Veel mensen zijn in bezwaar gegaan tegen de vermogensrendementsheffing. Sommige belanghebbenden stellen dat de vermogensrendementsheffing op stelselniveau in strijd is met het eigendomsrecht. Anderen nemen het standpunt in dat voor hen de vermogensrendementsheffing een individuele buitensporige last vormt. De inspecteur moet in zijn reactie op het bezwaarschrift het juiste argument behandelen.
Zo was een man in bezwaar gegaan tegen de vermogensrendementsheffing omdat hij vond dat deze heffing op stelselniveau in strijd was met het eigendomsrecht.
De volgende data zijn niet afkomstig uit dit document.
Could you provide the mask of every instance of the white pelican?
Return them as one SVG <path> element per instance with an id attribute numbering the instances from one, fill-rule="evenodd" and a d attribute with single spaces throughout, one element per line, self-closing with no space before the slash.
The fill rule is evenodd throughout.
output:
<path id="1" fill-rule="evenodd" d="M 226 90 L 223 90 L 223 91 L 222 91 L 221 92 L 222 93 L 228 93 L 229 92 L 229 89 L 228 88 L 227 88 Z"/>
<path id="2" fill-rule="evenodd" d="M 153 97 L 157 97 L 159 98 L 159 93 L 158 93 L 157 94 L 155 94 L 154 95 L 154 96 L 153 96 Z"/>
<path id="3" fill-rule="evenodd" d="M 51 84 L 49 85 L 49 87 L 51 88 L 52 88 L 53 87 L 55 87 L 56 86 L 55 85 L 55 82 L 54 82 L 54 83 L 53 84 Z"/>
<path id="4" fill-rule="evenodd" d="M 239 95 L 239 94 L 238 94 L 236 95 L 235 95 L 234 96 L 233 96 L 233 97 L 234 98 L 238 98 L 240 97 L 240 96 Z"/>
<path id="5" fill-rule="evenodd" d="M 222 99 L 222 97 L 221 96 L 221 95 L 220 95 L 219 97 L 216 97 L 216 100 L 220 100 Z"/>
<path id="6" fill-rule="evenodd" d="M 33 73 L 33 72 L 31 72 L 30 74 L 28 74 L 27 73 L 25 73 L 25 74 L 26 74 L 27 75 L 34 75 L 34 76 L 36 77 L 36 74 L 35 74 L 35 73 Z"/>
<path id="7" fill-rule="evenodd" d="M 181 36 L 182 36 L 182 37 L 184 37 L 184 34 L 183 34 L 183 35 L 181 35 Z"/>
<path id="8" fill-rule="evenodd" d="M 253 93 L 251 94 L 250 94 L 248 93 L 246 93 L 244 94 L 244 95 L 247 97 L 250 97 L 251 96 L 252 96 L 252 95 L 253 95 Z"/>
De inspecteur wees het bezwaar af, waarbij hij aangaf dat geen sprake was van een buitensporige last voor de man. Rechtbank Den Haag wijst erop dat de Belastingdienst het bezwaarschrift verkeerd heeft opgevat. De inspecteur had het bezwaarschrift moeten meenemen in de procedure massaal bezwaar. De rechtbank verplicht de Belastingdienst dit alsnog te doen. Meer kan de rechtbank niet doen voor de man, zodat de rechter het beroep van de man niet-ontvankelijk verklaart wegens gebrek aan procesbelang.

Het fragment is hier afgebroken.